Le Lt Berry était légèrement blessé. Il fut arrêté par la Police et
conduit au poste de police de Burbach, tandis que Good se retrouva finalement
au poste de Police de Malstatt.
Dans l’après midi du même jour, l’ordre fut donné d’exécuter Berry et
Good sous prétexte de tentative d’évasion.
Le même sort
attendait Lewis Pulsipher, il fut exécuté dans les bois de Bilstock sous le
même prétexte.
Deux mois à peine
avant sa mort tragique il apprit qu’il était le père de deux jumeaux dont il ne
reçut jamais les photos envoyées par sa femme.
Le B-24, le
« Hula Wahine II », arriva jusque Rémeréville où il s’écrasa et fut complètement
détruit. Ce bombardier a donc encore volé seul durant près de 70 km.
Deux noms manquent dans ce récit :
Jack W. Sanders
John C. Carswell
Nous savons qu’ils furent aussi faits prisonniers et
qu’ils survécurent à la guerre, mais aucun détail supplémentaire n’est donné
concernant leur sort à la date du 31 juillet 1944.
INFORMATIONS SUPPLEMENTAIRES
Interview
du S/Sgt Rudy Huddleston.
News Times, El Dorado, Arkansas, Volume 106, Number 32 - By Shea Wilson
(Article paru sur le site du Walker Aviation Museum –
Roswell)
Quand le bombardier
de Rudy Huddleston’s fut abattu en Allemagne en 1944, il était convaincu qu’il
pourrait s’échapper et rejoindre rapidement le territoire allié. Il n’avait
jamais pensé qu’il serait capturé et qu’il deviendrait un prisonnier de guerre.

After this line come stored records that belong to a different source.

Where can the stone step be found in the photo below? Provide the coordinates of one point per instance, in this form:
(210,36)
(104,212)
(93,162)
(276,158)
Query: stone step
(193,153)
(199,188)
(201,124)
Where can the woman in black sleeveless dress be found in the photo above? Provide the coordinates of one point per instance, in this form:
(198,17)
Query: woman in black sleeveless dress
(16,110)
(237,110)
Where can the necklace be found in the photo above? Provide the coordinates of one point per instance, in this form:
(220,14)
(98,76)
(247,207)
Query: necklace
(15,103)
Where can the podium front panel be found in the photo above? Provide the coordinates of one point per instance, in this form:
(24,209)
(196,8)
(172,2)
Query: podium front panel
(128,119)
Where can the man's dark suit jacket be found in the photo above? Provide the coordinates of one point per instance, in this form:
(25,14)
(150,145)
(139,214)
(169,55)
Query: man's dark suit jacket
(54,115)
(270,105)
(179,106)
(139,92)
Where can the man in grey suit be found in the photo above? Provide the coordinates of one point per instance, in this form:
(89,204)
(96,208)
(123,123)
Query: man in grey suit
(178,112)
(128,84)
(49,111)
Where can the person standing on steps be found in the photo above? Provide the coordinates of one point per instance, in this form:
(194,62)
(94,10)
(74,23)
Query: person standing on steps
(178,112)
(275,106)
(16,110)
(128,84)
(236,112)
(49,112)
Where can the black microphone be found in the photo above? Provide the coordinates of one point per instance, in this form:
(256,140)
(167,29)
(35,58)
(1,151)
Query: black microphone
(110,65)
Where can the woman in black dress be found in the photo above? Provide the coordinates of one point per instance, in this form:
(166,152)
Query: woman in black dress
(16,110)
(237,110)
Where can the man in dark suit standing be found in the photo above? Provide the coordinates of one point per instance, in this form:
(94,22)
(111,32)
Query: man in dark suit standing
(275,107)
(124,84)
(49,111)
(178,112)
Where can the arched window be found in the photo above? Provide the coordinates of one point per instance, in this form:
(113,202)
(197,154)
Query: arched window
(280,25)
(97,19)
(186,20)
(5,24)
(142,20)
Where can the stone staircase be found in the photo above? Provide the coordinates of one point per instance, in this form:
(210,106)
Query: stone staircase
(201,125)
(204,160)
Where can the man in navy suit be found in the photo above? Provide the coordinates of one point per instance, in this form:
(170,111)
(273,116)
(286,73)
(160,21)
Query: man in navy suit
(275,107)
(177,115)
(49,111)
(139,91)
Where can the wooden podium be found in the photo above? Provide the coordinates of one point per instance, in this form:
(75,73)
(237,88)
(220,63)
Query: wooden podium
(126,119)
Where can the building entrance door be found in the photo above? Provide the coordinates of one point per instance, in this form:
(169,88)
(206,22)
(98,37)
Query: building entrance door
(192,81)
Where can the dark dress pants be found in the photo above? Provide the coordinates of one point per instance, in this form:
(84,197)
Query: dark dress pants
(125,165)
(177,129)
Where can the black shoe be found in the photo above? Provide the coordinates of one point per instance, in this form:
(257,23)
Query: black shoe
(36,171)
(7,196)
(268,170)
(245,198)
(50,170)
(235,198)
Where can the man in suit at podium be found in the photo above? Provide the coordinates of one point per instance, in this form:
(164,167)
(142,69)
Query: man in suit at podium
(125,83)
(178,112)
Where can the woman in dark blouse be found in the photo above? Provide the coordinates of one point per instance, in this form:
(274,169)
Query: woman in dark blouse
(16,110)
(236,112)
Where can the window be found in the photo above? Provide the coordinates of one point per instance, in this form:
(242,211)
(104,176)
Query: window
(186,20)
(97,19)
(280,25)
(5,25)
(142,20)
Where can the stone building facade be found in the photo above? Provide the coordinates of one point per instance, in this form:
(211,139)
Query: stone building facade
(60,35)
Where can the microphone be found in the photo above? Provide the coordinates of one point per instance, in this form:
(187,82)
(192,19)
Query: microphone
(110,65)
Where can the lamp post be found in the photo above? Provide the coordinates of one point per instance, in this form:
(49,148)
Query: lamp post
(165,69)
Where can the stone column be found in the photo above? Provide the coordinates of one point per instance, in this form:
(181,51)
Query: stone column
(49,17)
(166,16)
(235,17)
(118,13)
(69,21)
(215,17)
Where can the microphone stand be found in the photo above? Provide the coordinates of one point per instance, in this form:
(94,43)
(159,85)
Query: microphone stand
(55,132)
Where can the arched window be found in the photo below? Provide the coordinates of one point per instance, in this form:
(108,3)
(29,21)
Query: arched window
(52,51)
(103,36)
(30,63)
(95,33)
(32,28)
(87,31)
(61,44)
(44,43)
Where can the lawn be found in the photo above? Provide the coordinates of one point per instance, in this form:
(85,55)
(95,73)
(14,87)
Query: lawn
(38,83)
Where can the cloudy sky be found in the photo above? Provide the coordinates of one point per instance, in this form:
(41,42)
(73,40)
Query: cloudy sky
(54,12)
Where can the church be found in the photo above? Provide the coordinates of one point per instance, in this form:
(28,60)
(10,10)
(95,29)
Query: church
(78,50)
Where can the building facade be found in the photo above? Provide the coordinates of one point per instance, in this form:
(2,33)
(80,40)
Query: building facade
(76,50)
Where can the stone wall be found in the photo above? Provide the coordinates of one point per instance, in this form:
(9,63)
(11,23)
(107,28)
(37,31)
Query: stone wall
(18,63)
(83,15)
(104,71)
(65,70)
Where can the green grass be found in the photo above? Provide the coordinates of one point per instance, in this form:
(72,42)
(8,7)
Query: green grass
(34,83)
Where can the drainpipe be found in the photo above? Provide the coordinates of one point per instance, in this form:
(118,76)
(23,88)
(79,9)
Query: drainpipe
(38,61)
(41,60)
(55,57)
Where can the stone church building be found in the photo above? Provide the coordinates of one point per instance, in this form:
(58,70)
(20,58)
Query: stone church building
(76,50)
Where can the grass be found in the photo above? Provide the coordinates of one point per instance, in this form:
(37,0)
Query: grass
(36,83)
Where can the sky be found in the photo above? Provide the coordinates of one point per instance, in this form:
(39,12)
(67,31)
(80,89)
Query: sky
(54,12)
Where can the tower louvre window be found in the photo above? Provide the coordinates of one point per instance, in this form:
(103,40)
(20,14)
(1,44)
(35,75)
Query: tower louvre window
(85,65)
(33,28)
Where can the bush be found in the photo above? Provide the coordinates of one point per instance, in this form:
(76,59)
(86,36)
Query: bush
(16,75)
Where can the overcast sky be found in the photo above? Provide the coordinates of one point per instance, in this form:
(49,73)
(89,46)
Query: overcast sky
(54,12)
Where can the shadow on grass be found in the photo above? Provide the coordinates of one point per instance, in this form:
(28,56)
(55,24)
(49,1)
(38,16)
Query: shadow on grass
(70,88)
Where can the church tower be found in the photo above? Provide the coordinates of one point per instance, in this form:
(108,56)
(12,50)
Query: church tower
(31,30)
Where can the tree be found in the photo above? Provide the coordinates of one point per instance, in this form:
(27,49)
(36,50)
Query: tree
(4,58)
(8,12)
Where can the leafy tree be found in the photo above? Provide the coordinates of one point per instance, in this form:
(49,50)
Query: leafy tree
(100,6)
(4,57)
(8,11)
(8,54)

Il n’aurait certainement jamais imaginé ce qui était arrivé à quelques uns de
ses coéquipiers.
50 ans plus tard,
après avoir découvert que 3 hommes de son bombardier avaient été exécutés après
leur capture, Huddleston fut heureux d’être encore en vie.
Comme étudiant à
l’Ecole Supérieure de El Dorado, Virgil Rudolph « Rudy » Huddleston
devint un membre de le la « Civil Air Patrol », ce qui l’amena à
rejoindre l’armée et devint mitrailleur sur un bombardier.
Ayant terminé son
entraînement, l’équipage de Huddleston arriva dans sa base anglaise dans le
Suffolk, à 113 miles au nord est de Londres. L’équipage fut assigné au 704e
Bomb Squadron du 446e Bomb Group.
Le Bomb Group de
Huddleston effectua des missions au dessus de la France et de l’Allemagne, y
compris des missions de support aux troupes américaines à Saint-Lô en
Normandie.
Le 31 juillet,
l’ordre fut donné d’aller bombarder l’usine chimique I.G. Farben à
Ludwigshafen. Durant cette mission, l’avion de Huddleston piloté par le Lt Emil
Berry fut touché par la flak dans deux de ses moteurs.
« Nous fûmes
abattus » raconta Huddleston dans un interview téléphonique depuis son
domicile de Dallas. Il y eu beaucoup d’avions tellement endommagés qu’ils ne
réussirent pas à rentrer à la base.
« Après avoir eu
deux moteurs hors service, nous commençâmes à perdre de l’altitude.
A ce moment, Berry
dit aux hommes de faire tout ce qui était possible pour alléger l’avion. »
Huddleston dit qu’ils eurent l’ordre d’évacuer l’avion à une altitude de 10000 pieds. Il sauta et traversa des nuages avant
d’ouvrir son parachute et d’atterrir dans un grand sapin. Il se dégagea et
dispersa son équipement sur une grande surface.
Il avait atterri près
de Idar-Oberstein.
« Je fis
exactement ce qu’il m’avait été enseigné dans les cours d’évasion quand on est
incapable de cacher son parachute, car je savais que cela aurait été comme un
drapeau rouge pour ceux qui me chercheraient. Je partis dans une
direction et dispersai mes bottes de vol, ma jaquette et mon écharpe à une
distance de 100 pieds environ. Je retournai alors près de l’arbre, tournai
autour plusieurs fois, puis je partis dans une autre direction en cherchant un
endroit pour me cacher jusqu’à la nuit ».
Huddleston repéra une
sapinière assez dense, il se coucha et se couvrit d’aiguilles.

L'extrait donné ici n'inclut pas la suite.